GovernmentHealth

COVID-19 shutdown?

Epidemics generally have a bell-shaped curve. There’s a steep exponential climb, then a plateauing, then an exponential tailing-off. So the question is, when will the tailing-off start with the coronavirus? Official figures show that this is already happening in China and South Korea, as I said yesterday. But commentator dearieme (himself a distinguished scientist) wonders about the Chinese figures:

Here are the views of My Source in Singapore based on his conversations with expat Chinese and Japanese and with native Chinese Singaporeans.

 

(0) It probably goes without saying but they all think the Singapore government and people are doing a grand job.
(i) Nobody believes the figures from China.
(ii) They all think that the figures from South Korea are probably the best quality available from countries with lots of patients. (They also think the S Koreans are doing a grand job.)
(iii) Because of the Olympics the Japanese figures are not to be trusted.

DM has a point about the figures from China (and Japan, for that matter, although I wouldn’t expect them to be as bad as the Chinese). Any figures from China, on anything, are to be treated with great suspicion, and especially on something like this, where they are keen to save face. However, the scale of the drop-off is very large, and the presence of WHO in the country makes it harder (although not impossible) for the Chinese to dissemble too much, so I’d say that the disease really is dropping off in China.

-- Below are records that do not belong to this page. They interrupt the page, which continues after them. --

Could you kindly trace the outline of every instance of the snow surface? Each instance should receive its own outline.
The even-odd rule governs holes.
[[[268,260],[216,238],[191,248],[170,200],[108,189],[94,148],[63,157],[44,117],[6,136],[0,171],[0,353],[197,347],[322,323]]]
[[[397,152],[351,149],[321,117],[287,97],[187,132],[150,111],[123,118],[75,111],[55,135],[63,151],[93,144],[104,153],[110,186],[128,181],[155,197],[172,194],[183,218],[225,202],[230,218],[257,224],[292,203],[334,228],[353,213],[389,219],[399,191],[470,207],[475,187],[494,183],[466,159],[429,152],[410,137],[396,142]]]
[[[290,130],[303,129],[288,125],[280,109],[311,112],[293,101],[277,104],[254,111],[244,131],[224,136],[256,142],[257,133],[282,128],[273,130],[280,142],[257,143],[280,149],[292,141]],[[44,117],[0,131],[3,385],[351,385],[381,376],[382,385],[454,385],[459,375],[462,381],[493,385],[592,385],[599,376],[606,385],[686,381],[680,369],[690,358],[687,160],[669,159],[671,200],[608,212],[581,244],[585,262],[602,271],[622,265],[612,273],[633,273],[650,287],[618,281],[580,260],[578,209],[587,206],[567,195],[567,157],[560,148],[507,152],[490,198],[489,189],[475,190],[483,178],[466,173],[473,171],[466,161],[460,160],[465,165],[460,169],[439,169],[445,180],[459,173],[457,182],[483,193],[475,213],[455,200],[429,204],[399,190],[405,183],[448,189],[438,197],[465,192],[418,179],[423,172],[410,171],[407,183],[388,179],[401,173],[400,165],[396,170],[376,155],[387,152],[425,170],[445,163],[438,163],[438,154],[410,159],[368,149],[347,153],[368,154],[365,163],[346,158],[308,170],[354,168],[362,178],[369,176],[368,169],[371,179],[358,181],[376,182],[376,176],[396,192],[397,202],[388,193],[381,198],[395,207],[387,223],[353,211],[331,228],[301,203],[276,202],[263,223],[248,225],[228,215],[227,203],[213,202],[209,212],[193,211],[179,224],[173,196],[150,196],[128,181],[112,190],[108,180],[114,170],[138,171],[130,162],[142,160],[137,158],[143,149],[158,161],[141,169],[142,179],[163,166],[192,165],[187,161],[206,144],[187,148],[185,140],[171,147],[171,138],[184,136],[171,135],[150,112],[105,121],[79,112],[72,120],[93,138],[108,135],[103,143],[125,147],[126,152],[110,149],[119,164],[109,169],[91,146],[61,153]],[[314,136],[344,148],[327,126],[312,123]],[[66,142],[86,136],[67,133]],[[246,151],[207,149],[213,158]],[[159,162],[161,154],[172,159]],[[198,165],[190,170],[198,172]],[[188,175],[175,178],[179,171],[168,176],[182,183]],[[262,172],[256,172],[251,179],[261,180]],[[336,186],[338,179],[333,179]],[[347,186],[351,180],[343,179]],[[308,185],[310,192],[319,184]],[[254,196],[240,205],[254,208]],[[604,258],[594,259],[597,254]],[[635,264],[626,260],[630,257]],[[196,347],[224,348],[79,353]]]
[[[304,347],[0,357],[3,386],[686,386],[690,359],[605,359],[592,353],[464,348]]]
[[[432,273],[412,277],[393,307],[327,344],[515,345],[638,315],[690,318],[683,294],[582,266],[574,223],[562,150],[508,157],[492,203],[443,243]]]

Some say that the drop-off is caused by China’s drastic, totalitarian measures, which we can’t emulate even if we wanted to, so it will be worse in the West. No doubt that these measures have helped. Should we have a shut-down here to emulate that? The sense I am getting from academic contacts (from a distance, mind), who know of other academics who are advising the government, is that a lot of these people are in favour of a shutdown. The current thinking seems to be that it’s better to have a shutdown earlier rather than later, it will be more effective. Don’t let it spread, because then it gets harder to stop it. (This is contrast to the idea going around a few days ago that it’s better to have the shutdown later because if it’s too early people won’t take it seriously). These people seem to think that CV-19 will go pandemic if there’s no shutdown.

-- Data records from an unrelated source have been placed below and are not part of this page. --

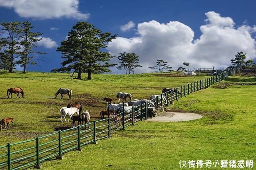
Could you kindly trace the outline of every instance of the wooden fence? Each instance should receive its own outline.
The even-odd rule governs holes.
[[[155,106],[168,106],[180,97],[206,89],[228,76],[236,73],[241,67],[227,69],[220,74],[188,83],[161,94],[153,99]],[[113,117],[94,121],[85,125],[78,126],[35,138],[17,143],[8,143],[0,146],[0,168],[16,170],[34,167],[41,168],[41,163],[56,157],[62,159],[63,154],[72,150],[81,150],[81,147],[89,144],[96,144],[100,140],[109,138],[119,129],[143,119],[148,119],[148,102],[133,107],[130,113],[118,113]],[[123,103],[123,111],[124,111]],[[109,109],[108,108],[109,113]],[[84,129],[85,128],[85,129]]]

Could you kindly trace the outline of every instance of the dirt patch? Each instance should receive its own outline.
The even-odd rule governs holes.
[[[201,119],[199,114],[190,113],[164,112],[158,116],[145,121],[157,122],[183,122]]]
[[[255,85],[256,83],[218,83],[217,85],[213,86],[213,88],[216,89],[225,89],[229,86],[234,85]]]

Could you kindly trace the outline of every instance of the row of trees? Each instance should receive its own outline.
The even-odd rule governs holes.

(It’s probably true that medical scientists and doctors are more authoritarian than other people, and less concerned with the other effects that a shutdown would have.)

But there will also be people advising the government who will be against a shutdown, because that may be a cure worse than the disease, that a shutdown would be pretty ineffective here anyway, and also because they think that COVID-19 will die off or at least slow down considerably anyway soon, especially with the warmer weather.

There are, of course, many complicating issues. One is the possible lack of respirators for patients whose lungs are under attack. We should definitely prioritise medical treatment for the at-risk categories.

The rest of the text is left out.